I of course don't want to see animals tortured needlessly, but as heartless as this may sound I think I'm like a lot of Americans when I say that I actually do have only a limited reservoir of empathy and compassion and I've learned to personally prioritize the way in which it's dispensed. The reason for this isn't so much that I honestly just don't give a damn, it's that I understand that if you let every injustice claw at your insides you eventually lose the ability to function. Call this a cop-out or a defense mechanism or what have you, I simply have more pressing issues to concern myself with than whether the bacon I ate for breakfast was comfortable up until its untimely death. Once again this will sound awful, but as long as you're not slaughtering the thing in my front yard, I'm good. I eat meat -- and turkey and chicken and fish and just about anything else -- because I enjoy it. I'm an adventurous eater and always have been. As Anthony Bourdain famously said, "My body isn't a temple, it's an amusement park."
This way of thinking is also very likely the reason that I don't spend too much time dwelling on just what might be in the food that I eat. I actually do eat quite healthy these days, but not healthy to the point where I pick apart every little thing to ensure that it's never been near a chemical or pumped with an occasional preservative. Admittedly, both Jayne and I are much more careful about what we feed Inara, but she still eats animal products and neither of us lets it paralyze us with fear or make us run screaming into the streets at the horror of a cow being bled out.
Why? Because I believe that a person's wants and needs are more important than the well-being of cattle. Call me a savage -- that's just the way it is.

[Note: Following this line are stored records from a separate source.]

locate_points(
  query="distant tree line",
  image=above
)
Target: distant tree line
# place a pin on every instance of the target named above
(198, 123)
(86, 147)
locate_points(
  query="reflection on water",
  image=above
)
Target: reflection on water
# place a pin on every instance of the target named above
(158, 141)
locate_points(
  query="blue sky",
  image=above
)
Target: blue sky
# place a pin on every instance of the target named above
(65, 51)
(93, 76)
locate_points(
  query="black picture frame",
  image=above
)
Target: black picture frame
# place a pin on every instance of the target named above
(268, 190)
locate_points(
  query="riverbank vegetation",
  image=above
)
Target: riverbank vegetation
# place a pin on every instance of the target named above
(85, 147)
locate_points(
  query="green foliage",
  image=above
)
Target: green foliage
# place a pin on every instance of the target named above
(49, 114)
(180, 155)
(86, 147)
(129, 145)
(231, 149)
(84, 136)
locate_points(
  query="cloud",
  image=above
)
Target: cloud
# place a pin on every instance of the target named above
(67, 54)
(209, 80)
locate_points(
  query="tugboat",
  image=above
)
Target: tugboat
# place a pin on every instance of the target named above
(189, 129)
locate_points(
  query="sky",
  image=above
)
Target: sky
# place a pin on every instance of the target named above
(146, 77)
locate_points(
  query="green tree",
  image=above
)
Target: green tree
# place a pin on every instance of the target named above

But that's obviously not the way PETA thinks. In the eyes of PETA and Ingrid Newkirk -- who's been called everything from a demagogic militant to a full-on sociopath, with good reason -- the safety of an animal, any animal, is not only as valuable as the wants and needs of a human being, it's just as important as the very life of that human being. Newkirk after all is the same woman who once wrote Yassir Arafat to plead with him to stop using donkeys in suicide bombing attacks (while ignoring the people he was killing); she's the same person who backs the terrorist Animal Liberation Front in its campaign to free research animals that save human lives every single day; the same woman who wants to ban seeing-eye dogs; the person who wrote to Al Gore to lecture him on the fact that he eats meat, which she claims is antithetical to caring for the environment; the one who says fish should be called "sea kittens."

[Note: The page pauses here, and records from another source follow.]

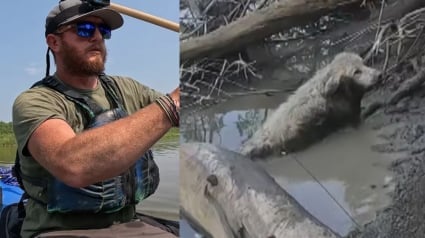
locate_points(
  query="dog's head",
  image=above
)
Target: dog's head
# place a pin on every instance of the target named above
(349, 69)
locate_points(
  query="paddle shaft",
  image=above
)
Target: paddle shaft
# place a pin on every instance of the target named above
(145, 17)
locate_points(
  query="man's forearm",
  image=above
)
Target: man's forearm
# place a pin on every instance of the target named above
(109, 150)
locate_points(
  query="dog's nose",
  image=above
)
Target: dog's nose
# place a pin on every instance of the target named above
(379, 75)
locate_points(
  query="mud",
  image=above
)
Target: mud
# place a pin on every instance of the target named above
(401, 127)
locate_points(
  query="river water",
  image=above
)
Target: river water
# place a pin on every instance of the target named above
(339, 180)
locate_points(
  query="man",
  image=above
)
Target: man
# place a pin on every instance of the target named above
(84, 137)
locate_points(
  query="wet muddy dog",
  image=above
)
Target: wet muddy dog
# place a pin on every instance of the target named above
(328, 101)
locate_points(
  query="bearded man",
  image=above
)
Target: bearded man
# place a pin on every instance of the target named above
(84, 137)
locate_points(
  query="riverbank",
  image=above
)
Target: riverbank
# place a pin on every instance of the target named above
(401, 126)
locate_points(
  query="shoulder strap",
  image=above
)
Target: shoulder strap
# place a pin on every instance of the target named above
(112, 89)
(85, 102)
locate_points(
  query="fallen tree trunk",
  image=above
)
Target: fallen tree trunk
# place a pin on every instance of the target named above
(255, 26)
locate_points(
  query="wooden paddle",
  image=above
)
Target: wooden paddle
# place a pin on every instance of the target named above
(145, 17)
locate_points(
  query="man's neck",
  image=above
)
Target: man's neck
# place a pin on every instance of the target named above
(78, 81)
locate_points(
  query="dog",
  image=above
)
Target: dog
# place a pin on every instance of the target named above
(328, 101)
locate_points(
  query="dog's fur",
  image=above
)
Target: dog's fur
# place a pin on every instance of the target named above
(328, 101)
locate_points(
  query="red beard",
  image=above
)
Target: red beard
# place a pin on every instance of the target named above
(78, 65)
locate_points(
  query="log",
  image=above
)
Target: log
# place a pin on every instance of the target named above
(257, 25)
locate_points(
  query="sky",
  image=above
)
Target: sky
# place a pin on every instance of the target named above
(141, 50)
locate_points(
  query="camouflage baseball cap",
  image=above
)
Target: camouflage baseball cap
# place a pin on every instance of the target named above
(71, 10)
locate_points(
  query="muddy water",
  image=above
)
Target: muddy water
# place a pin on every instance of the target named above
(344, 163)
(164, 202)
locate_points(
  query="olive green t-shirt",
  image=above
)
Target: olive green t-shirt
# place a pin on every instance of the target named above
(38, 104)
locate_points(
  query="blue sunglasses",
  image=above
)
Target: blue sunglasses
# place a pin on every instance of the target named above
(87, 29)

The woman who believes, "The smallest form of life, even an ant or a clam, is equal to a human being."
This is the kind of lunacy Ingrid Newkirk espouses and acts on day after day after day.

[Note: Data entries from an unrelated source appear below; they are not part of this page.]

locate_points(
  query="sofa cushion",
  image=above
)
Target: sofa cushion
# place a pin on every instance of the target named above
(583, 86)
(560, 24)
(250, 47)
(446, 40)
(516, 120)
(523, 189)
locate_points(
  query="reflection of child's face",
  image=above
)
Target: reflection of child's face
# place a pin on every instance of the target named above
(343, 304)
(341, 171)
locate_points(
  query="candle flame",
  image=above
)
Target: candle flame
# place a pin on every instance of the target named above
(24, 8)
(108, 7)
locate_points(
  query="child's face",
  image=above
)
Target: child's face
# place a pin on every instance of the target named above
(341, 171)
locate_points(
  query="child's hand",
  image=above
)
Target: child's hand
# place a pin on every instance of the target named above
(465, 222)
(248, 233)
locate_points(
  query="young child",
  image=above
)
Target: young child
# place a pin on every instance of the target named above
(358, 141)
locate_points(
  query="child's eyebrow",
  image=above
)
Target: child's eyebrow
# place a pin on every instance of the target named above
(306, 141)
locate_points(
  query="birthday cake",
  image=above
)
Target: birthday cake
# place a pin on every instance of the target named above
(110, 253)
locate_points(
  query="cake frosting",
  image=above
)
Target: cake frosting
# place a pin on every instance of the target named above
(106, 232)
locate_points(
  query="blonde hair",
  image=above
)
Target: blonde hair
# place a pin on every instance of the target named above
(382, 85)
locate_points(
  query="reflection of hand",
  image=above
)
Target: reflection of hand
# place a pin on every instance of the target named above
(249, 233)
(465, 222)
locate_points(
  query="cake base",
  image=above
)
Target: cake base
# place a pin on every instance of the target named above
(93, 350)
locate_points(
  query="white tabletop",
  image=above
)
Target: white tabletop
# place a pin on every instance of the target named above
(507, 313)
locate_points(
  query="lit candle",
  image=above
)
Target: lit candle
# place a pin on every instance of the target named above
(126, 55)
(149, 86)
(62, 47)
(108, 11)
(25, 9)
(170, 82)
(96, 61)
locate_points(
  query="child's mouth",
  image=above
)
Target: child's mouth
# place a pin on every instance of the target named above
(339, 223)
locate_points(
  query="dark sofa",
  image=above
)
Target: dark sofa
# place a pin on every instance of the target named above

But here's the thing: Ingrid Newkirk may be completely off her rocker, but she's by no means stupid. She has to know that her methods, tactics and beliefs will do little more than rally millions to stand not simply against her cause but vehemently against it. Newkirk and PETA don't just antagonize those you would think they're hoping to win over -- they create an army of people who out-and-out hate them. Trying to hit America in the face with turkey torture during the Macy's Thanksgiving Day Parade is not what you'd call a good P.R. strategy. It's a great way to make people despise you and your cause -- which doesn't save one single animal. All it does is feed your gargantuan ego and your need to, literally and figuratively, stir the pot. It seems as if these people aren't activists so much as narcissists -- as if theirs is at times an entirely self-indulgent endeavor.
That's too bad, because you would think that the plight of defenseless animals would be an easy sell -- and, yes, a necessary one.
Although I've already admitted that I have the ability to put that plight out of my mind and just enjoy my meal, which I'm sure is why PETA is hoping to force me and millions of others to confront the realities of the modern American food chain.
The thing is, it still won't change my mind about my Thanksgiving dinner or anything else I choose to eat.
And I doubt I'm the only one who feels that way.